労働者から使用者まで、すべての働く人の支えになりたい 依頼者に寄り添い、解決に向けて尽力
「アルバイト先の店長を助けたい」その思いから弁護士になることを決意
ーー弁護士を目指したきっかけや理由を教えてください。
高校生の頃からなんとなく憧れてはいたのですが、はっきりと「弁護士になろう」と意識したのは大学に入ってからです。
当時はファミリーレストランでアルバイトをしていて、店長と仲良くなり、「副店長にならないか」と言われるくらい信頼してもらっていました。
でも、店長はその頃社会問題となっていた、いわゆる「名ばかり管理職」で、労働環境は決していいとは言えませんでした。
ほとんど休みも取らずに働く店長の姿を間近で見ながら、大学で法律を学んでいるのに何も力になれない自分が歯がゆくて仕方なかったです。「店長を助けたい」その思いから、働く人を支えられる弁護士になろうと決意しました。
ーーでは、注力分野はやはり労働問題でしょうか。
はい。弁護士になった当初は、労働者側の依頼を中心に手掛けようと思っていたのですが、実際は労働者側よりも、使用者側から相談を受けることの方が多いです。具体的には、社員間のハラスメントに関する相談や、残業代請求への対応、契約書の内容チェックなどを手がけています。
使用者側からさまざまな相談を受ける中で、労働者側だけでなく使用者側も複雑な問題を抱えていることを知りました。大学時代は労働者側のことばかり考えていましたが、今では多角的な視野を持って、労働者も使用者も共に支えていくことが重要だと感じています。
また、離婚・男女問題や遺産相続など、労働以外の身近な法律トラブルも扱っています。
少しでも依頼者の気持ちが晴れるように、その思いに寄り添う
ーー仕事をするうえで心がけていることを教えてください。
依頼者の話をしっかりと聞いて、その思いを受け止めることを大事にしています。私と話すことで、不安で曇っていた気持ちが少しでも晴れれば、と思っています。
このインタビューを読んでいる方の中には、「自分の悩みが法律トラブルなのかどうか分からない。弁護士に相談に行ってもいいのかな」と迷っている方もいるかもしれません。
法律トラブルかどうかはっきりしない段階でも、お気軽に相談していただきたいと思っています。話すだけでも気持ちが軽くなりますし、トラブルの種が小さいうちに対処することで、大事になることを食い止められます。
ーー仕事でやりがいを感じるのはどんなときですか。
何よりも嬉しいのは、依頼者の「ありがとう」という言葉や、トラブルが解決して喜んでいる姿を見ることです。弁護士をやっていてよかったな、と心から思います。
休日は家族サービス
ーー休日の過ごし方やご趣味を教えてください。
休日はもっぱら家族サービスですね。以前は娘と妻を連れてよく温泉巡りをしたり、動物園に行ったりしていました。コロナ禍になってからは自宅で過ごすことが多いです。最近は娘とプリキュアごっこをしていて、だいたい怪獣役をやらされます(笑)。
趣味は野球です。弁護士会の野球部に所属していて、休日は練習に参加することもあります。キャッチャーをやっているのですが、弁護士の仕事と少し似ているかもしれません。キャッチャーはピッチャーの、弁護士は依頼者の、考えていることや感じていることに思いを馳せ、いい結果を出せるよう戦略を練るところが相通じていると思います。

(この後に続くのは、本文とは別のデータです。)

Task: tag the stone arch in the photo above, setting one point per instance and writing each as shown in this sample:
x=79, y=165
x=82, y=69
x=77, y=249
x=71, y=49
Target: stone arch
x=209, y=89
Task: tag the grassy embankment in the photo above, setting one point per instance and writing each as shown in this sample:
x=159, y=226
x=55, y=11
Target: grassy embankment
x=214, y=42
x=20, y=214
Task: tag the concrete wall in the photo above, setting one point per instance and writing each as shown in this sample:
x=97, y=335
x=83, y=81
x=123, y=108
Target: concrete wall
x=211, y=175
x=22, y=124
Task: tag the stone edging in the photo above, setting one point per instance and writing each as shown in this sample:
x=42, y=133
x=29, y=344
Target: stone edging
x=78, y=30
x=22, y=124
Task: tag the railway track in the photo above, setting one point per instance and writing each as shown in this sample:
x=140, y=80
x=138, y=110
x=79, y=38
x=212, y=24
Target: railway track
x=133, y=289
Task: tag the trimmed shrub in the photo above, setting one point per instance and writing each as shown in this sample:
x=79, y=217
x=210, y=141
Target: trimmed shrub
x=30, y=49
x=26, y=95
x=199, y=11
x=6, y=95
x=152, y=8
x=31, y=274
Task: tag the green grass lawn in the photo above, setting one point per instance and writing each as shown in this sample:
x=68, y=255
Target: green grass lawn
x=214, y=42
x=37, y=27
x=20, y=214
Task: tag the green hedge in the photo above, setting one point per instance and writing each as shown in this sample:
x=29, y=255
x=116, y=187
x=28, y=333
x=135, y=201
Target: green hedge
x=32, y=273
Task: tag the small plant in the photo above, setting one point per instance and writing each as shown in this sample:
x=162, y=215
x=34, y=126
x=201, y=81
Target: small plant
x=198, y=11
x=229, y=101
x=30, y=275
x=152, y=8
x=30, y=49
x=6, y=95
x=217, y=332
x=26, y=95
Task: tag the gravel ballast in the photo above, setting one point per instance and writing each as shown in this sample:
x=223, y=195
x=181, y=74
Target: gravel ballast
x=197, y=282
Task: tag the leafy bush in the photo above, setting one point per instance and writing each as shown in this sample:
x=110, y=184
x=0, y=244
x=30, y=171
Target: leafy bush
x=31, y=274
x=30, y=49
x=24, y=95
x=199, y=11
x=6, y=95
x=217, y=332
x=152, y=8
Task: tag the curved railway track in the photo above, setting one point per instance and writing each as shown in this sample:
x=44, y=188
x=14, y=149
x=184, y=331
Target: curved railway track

1人でのんびりお酒を飲むのも好きですね。基本的に何でも飲みますが、最近はワインと鮭とばの組み合わせにハマっています。
資格を取得して、より包括的・効率的なサポートを
ーー先生の今後の展望についてお聞かせください。
社会保険労務士や中小企業診断士など、労働関係の資格を取りたいと考えています。
企業の方からの相談を受けていると、「まず社会保険労務士に相談して、その後弁護士に相談する」という方がほとんどです。まとめてこちらでお引き受けできれば、もっと包括的で効率的なサポートができると思っています。
大学時代に宅地建物取引士の試験に合格したのですが、そのとき学んだことは弁護士になってからも非常に役立っています。資格の勉強によって新たな知識を身につけて、実務に活かしていきたいです。
ーー法律トラブルを抱えて悩んでいる方へメッセージをお願いします。
できるだけ早い段階で相談していただきたいです。取り返しがつかないほど事態が進行しているケースは滅多にないですが、「もっと早い段階で来てもらえたら、もっといい解決ができたのに」と思うことはよくあります。
特に、紛争が長期化して最終的に裁判で争うことになった場合、証拠の有無が結果を左右します。トラブル発生から時間が経ってしまうと証拠の収集が難しくなることもあるので、悩んだらすぐに弁護士のもとに来てもらえればと思います。今後どういう対応をすればいいのか、個別にアドバイスさせていただきます。